E o juízo de corroboração de provas é externo, o que significa
que os elementos corroborativos de prova devem ser provenientes de fonte
independentes e autônomas, é dizer, alheias às declarações do corréu
colaborador.
Com base nessa percepção e para evitar excessos, doutrina e
jurisprudência pátrias sedimentaram o entendimento de que o Estado não
poderá utilizar-se da denominada “corroboração recíproca ou cruzada”, isto é,
não poderá impor condenação ao réu pelo fato de contra ele existir,
unicamente, depoimento de agente colaborador que tenha sido confirmado, tão
somente, por outros delatores.
O eminente professor e advogado Gustavo Badaró adverte, por
exemplo:
“A título de conclusão, podem ser formulados os seguintes
enunciados: A regra do § 16 do art. 4º da Lei 12.850/13 aplica-se a todo e
qualquer regime jurídico que preveja a delação premiada. O § 16 do art. 4º da
Lei 12.850/13, ao não admitir a condenação baseada exclusivamente nas
declarações do delator, implica uma limitação ao livre convencimento, como
técnica de prova legal negativa.
É insuficiente para o fim de corroboração exigido pelo § 16 do
art. 4º da Lei 12.850/13 que o elemento de confirmação de uma delação
premiada seja outra delação premiada, de um diverso delator, ainda que
ambas tenham conteúdo concordante. Caso o juiz fundamente uma
condenação apenas com base em declarações do delator, terá sido contrariado
o § 16 do art. 4º da Lei 12.850/13 (…)”.
Essas observações foram colacionadas pelo então Ministro
Celso de Mello no voto que proferiu no julgamento da PET 5.700 pelo STF, que
passou a ser reconhecido como um “manual completo sobre delação
premiada”.
Diante de todas as balizas legais, doutrinárias e
jurisprudenciais abordadas, nota-se que a instauração de procedimentos
administrativos fiscais para a apuração e a cobrança de Imposto de Renda
Pessoa Física de pessoas delatadas por colaboradores premiados, antes do
trânsito em julgado da respectiva condenação criminal – na qual se exige,
nunca é demais lembrar, a corroboração da delação por provas autônomas e
independentes – por Autoridades Tributárias, abre brecha para abusos de toda
ordem.
O objetivo dessa proposta não é outro senão o de impedir a
prática de abusos e injustiças diversas pelo Fisco.

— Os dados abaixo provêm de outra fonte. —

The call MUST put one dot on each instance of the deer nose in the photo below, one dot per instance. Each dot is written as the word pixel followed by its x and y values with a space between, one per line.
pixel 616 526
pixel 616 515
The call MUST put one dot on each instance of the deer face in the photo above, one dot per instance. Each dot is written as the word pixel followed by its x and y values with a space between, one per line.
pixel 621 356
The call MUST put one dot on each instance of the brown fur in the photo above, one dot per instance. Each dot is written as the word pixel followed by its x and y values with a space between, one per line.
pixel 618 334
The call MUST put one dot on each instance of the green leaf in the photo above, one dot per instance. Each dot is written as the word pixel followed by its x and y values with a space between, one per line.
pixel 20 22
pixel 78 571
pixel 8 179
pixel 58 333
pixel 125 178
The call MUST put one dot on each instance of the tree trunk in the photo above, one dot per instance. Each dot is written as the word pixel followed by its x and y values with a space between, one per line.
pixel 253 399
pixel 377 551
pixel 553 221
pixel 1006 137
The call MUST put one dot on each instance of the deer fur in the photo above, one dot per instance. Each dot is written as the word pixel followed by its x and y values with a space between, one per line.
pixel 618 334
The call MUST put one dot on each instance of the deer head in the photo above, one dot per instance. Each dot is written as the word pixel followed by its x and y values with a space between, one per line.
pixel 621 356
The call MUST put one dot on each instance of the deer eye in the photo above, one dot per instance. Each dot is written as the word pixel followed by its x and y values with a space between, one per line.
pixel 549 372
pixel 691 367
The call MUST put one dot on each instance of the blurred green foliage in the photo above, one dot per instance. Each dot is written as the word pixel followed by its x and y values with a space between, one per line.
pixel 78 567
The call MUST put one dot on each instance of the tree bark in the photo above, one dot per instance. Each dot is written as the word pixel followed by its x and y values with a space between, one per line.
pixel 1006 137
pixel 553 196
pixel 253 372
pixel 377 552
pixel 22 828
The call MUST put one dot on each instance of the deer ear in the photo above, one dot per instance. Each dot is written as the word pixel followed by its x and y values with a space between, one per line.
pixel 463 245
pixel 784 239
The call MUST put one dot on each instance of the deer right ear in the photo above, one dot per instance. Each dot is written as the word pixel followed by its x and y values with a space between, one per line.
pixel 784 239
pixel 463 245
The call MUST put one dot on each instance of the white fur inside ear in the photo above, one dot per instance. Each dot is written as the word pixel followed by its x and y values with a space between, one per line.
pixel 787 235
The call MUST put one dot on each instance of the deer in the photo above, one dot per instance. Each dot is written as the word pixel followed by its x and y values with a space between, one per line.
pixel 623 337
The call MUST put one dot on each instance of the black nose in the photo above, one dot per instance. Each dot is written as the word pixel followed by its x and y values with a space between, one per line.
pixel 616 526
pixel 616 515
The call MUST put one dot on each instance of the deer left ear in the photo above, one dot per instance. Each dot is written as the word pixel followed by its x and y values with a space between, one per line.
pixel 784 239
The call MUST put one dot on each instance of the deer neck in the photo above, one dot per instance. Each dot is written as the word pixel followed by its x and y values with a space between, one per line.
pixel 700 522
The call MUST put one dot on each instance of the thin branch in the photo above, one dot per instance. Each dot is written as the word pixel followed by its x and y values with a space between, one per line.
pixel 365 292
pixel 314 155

Por todo o exposto e diante da grande importância da matéria
proposta, solicito o apoio dos nobres Pares para a sua aprovação. Em resumo,
proíbe se a Receita Federal de abrir procedimentos de cobrança com base
exclusivamente em colaborações premiadas quando divorciadas da necessária
corroboração por provas independentes.
Sala das Sessões, em 10 de junho de 2025.